The art of selling isn’t only about locking in profits, but it’s also about portfolio protection. So I at least wanted to do a very short write-up to touch on how to de-risk your portfolio quickly by scaling out (selling a portion) of a position. This will allow you to hold onto a position with its original stop-loss location intact - thus giving it some more room for fluctuation - and get a financed (free) opportunity to ride it out for a longer move.
So let’s get into it. Please take a look at the chart below and study it well.
In a good market, like we’re in right now, I like to scale out 1/3 of my total position at a 2R gain. 2R means that I have made twice as much on the trade as I originally risked (so if I risk $50, 2R means I have $100 of profit on the trade). The green line in my example above shows my cost-basis (my average buy price on this trade) and the red-dotted line is the location of my stop-loss. In this example you can see that the distance from cost-basis to stop-loss is risking $50. So with that number in mind, if I sell 1/3 of the position at 2R (or as mentioned, with $100 of profit) and leave my stop-loss where it is, that trade could then drop all the way back to my stop-loss and stop me out without having lost any money at all. The math may be a little challenging to wrap your head around, but the reason for this is two-fold: you have 1/3 of your profit locked in from the sale, and you now have a smaller position than you originally had, so if the price moves back toward your stop-loss it has a less dramatic effect on the drawdown of the position.

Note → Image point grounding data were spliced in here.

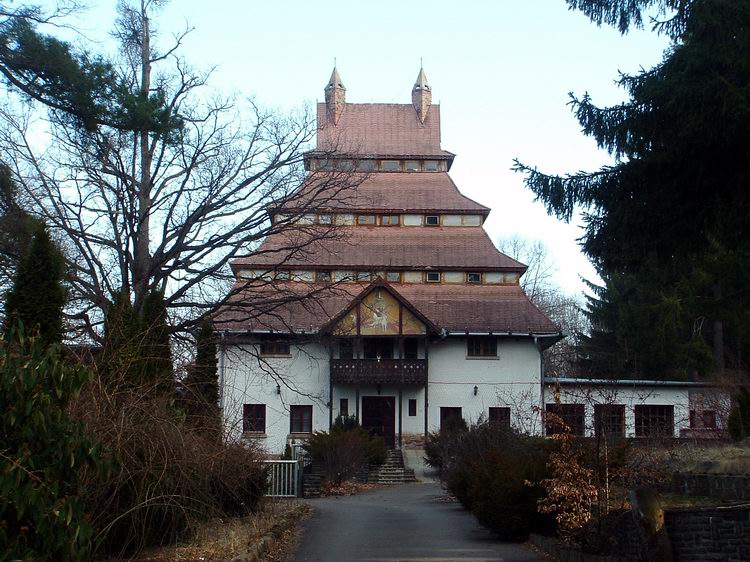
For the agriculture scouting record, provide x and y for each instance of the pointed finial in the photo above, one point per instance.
(335, 80)
(421, 83)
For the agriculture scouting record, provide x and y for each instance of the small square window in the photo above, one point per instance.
(481, 347)
(300, 419)
(412, 406)
(274, 347)
(254, 418)
(365, 165)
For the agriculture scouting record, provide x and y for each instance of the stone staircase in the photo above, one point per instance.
(392, 471)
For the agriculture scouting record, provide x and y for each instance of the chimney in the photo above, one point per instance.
(421, 96)
(335, 97)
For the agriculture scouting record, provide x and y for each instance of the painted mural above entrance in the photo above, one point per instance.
(379, 313)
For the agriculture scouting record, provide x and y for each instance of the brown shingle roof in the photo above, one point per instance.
(475, 308)
(385, 191)
(381, 129)
(364, 247)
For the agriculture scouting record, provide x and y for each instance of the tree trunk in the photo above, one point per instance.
(142, 254)
(649, 517)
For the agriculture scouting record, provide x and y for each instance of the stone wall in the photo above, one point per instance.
(720, 533)
(719, 486)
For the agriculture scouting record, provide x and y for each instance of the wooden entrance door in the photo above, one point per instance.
(379, 417)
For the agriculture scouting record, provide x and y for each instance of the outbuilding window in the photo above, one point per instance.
(300, 419)
(481, 346)
(254, 418)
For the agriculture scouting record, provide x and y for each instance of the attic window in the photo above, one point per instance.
(432, 277)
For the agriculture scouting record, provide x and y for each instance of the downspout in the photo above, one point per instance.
(221, 372)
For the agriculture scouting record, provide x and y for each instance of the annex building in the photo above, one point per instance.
(389, 302)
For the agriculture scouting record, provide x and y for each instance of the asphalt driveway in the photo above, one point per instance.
(400, 523)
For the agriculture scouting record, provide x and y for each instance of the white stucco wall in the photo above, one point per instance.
(629, 396)
(248, 379)
(512, 379)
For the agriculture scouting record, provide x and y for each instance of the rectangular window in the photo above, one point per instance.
(274, 347)
(572, 415)
(500, 417)
(411, 348)
(654, 420)
(300, 419)
(481, 346)
(609, 420)
(254, 418)
(412, 406)
(365, 165)
(344, 407)
(449, 417)
(378, 348)
(346, 349)
(393, 276)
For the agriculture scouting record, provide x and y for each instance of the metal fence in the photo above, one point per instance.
(284, 479)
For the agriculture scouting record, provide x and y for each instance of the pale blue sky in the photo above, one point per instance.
(500, 69)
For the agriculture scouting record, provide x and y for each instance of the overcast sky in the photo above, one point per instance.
(501, 70)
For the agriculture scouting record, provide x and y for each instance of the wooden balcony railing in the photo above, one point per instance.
(384, 371)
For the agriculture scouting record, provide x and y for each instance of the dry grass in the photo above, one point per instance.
(226, 539)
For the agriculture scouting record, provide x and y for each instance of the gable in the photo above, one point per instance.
(379, 313)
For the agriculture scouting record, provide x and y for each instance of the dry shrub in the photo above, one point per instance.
(168, 474)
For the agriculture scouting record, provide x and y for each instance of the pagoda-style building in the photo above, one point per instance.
(410, 314)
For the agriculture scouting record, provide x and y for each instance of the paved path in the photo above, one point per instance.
(400, 523)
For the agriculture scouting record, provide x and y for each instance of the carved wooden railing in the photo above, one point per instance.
(384, 371)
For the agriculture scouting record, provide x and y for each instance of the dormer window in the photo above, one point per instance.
(432, 277)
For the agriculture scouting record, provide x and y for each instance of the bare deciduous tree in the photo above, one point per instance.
(168, 203)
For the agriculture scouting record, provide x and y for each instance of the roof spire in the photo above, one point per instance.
(335, 94)
(421, 95)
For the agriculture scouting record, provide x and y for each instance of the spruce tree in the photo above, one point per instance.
(38, 296)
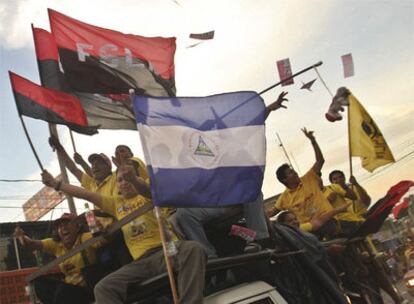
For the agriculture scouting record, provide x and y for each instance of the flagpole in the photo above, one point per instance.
(283, 148)
(30, 142)
(72, 140)
(53, 131)
(350, 154)
(291, 77)
(158, 215)
(166, 255)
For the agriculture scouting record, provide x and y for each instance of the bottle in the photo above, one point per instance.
(91, 220)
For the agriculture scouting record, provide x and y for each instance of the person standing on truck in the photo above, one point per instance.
(303, 194)
(143, 241)
(73, 289)
(192, 220)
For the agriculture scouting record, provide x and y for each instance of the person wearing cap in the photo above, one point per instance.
(73, 289)
(143, 241)
(102, 179)
(303, 194)
(123, 154)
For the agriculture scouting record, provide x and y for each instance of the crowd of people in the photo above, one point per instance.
(320, 212)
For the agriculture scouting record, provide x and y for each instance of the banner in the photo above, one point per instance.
(366, 139)
(99, 60)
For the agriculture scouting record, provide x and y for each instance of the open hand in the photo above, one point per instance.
(279, 102)
(48, 179)
(308, 134)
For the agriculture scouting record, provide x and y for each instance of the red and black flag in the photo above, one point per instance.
(49, 105)
(105, 111)
(99, 60)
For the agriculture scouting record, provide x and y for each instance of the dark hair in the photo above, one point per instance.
(281, 173)
(281, 216)
(124, 146)
(335, 172)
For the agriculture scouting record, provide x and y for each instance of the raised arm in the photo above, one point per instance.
(25, 241)
(69, 163)
(93, 197)
(133, 177)
(319, 159)
(81, 162)
(276, 104)
(365, 198)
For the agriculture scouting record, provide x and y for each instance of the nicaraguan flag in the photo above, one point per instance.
(203, 151)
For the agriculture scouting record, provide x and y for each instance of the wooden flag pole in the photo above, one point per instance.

As I mentioned, 1/3 at 2R is something I like to incorporate in a good market. But what about a tougher market that doesn’t really allow you to capture multi-week trends? Alternatively you could adjust this to a 1/2 at 2R approach and this will actually lock in profit for each trade instead of only locking in your breakeven point. Some traders are very sensitive to the amount of drawdown they have in their portfolio as well, which could lend nicely to the 1/2 at 2R approach. Just know that this approach will also reduce your total returns when compared to the 1/3 at 2R approach, since you’ll have a smaller position that you’re holding for a bigger move.
This also highlights the importance of precise entries. Which is easier to attain, a 5% gain or a 20% gain in a stock? Obviously a 5% gain is much easier. Following the 2R approach that means that your distance from cost-basis to stop-loss should be no more than 2.5%. However to gain 2R on a 10% stop-loss you’d need a 20% return on that stock. For tips on sniper entries please see the link at the bottom of this article.
So there it is. Nothing super complicated, yet very important to know so as to protect your breakeven point and “finance” your risk. This is a concept that one of my mentors - Leif Soreide - would refer to as “getting a free look at a stock”. It’s a lot easier to sit with a position if you know it’s already “paid for”. Hope this was helpful. Happy trading!